I went on a date last night. She was pretty, with blue hair and Colgate commercial chompers playing hide and seek behind really smoochy lips. Red ones. (Her lips, not her chompers.) She took my hand and we strolled through this park, one of those big botanical ones. The trees were huge and lovely and had nametags nailed to their tummies. There were half-hearted hills covered in good grass, little flowerbeds and lots of native plants. Giving shape was a slinky slow river that meandered between lazy oaks and ghost gums to fill up a fat bellied lake. Some oil painting ducks were chatting in the middle, and at the edges, near the boardwalk, there were reeds and things that smelt like long gone school camps, good ones.
It was a still night, big coloured light bulbs were strung along the path, and our footsteps crunched softly while crickets told jokes to each other. We had nothing to say, but plenty to look at. We held hands, not whole hands, it was just a pinky hold – like when you let go of someone’s hand and then you both change your mind at the last minute, and just hold pinkies. It’s this tenuous link, like a loose tooth, nature or gravity or some other bully should break it, but it holds. Your pinkies stay there, linked, not locked, that wouldn’t be sweet - linked. After a while we let go, only it felt like we didn’t. Because we had hummed and buzzed through that link so brightly, when the connection broke it felt like hanging up the phone only to discover the person you were talking to was in the same room.
After ten fairy lit minutes our path crested a hill, and we stumbled into a hullabloo, a shindig, a sort of medieval hoo-ha. The bbq area was overflowing with costumed locals - you know, Knights and lords and peasants in green stockings. They were having a ball; there was sword fighting, dwarf tossing and a sausage sizzle.
I spent my last three bucks buying her a sausage in bread.

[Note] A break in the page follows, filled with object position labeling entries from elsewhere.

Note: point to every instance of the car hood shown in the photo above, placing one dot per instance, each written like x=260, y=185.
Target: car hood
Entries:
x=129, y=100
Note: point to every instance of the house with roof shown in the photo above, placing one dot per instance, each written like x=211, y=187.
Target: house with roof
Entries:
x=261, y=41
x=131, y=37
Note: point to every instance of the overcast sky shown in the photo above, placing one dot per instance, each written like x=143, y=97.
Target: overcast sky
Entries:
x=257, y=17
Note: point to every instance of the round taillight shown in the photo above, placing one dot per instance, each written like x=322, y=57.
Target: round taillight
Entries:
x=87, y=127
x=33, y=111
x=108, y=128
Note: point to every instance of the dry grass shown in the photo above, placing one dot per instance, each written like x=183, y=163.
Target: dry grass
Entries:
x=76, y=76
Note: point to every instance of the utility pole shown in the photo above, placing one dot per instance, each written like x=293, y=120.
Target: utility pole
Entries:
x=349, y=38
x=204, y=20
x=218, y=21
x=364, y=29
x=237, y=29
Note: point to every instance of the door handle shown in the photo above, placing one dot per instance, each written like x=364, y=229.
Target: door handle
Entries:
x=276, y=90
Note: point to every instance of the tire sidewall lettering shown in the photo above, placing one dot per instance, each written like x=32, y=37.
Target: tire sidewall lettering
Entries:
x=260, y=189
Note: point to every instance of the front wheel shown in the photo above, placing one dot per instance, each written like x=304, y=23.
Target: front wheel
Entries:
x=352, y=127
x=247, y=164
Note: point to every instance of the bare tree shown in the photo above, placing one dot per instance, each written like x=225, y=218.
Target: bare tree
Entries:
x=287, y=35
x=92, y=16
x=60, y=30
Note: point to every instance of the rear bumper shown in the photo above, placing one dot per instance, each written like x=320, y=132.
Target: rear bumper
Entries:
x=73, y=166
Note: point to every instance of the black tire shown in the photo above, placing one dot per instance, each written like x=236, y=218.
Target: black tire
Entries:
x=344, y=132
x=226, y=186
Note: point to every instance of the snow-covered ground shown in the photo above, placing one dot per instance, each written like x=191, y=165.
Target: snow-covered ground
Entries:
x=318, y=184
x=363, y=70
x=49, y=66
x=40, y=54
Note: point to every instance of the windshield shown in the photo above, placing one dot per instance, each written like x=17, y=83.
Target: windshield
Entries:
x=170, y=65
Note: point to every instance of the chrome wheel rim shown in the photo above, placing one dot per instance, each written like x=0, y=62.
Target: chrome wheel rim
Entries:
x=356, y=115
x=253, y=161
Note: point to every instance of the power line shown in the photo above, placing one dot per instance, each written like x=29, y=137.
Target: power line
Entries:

It was burnt and I couldn’t afford onion, but she got the last smoke in the pack gesture and offered to share.
We sat on this hay bail made out old TVs strapped together with shoelaces. We finished our snack and sat there quietly, not really knowing what to say or do. She looked at me and said my pants were a bit grubby. I got really embarrassed, but then she grinned and dusted some faint traces of dirt off my knees. I made a stupid chuckling sound in my throat; she’d just wanted to touch me. She laughed at my laugh and the night suddenly seemed deeper, a lightning shift from foot spa to diving pool.
My laugh died just after hers, I looked at her, she wasn’t going to speak. I told her she had some burnt sausage crumbs on her cheek and I brushed them off with my thumb. She blushed. I did that stupid laugh again, but she just pushed my hand away. She looked hurt. I tried my best eye hug but she looked away. I told her it was ok, she didn’t really have sausage on her cheek, that I just made it up. She asked me why. I told her I didn’t know, “because I’m an idiot?”
She screwed the sauce-stained napkin into a ball and shoved it up my left nostril, then she whistled to a passing peasant who immediately ran over and started beating me with his homemade stick.
She stood up, jumped on the back of the horse this tinfoil knight was riding and trotted away. It was painful and humiliating, and not just for me. As I lay there getting wailed on by some DIY peasant in stockings, my heart went out to the Blue Kelpie, painted white, being ridden like a horse.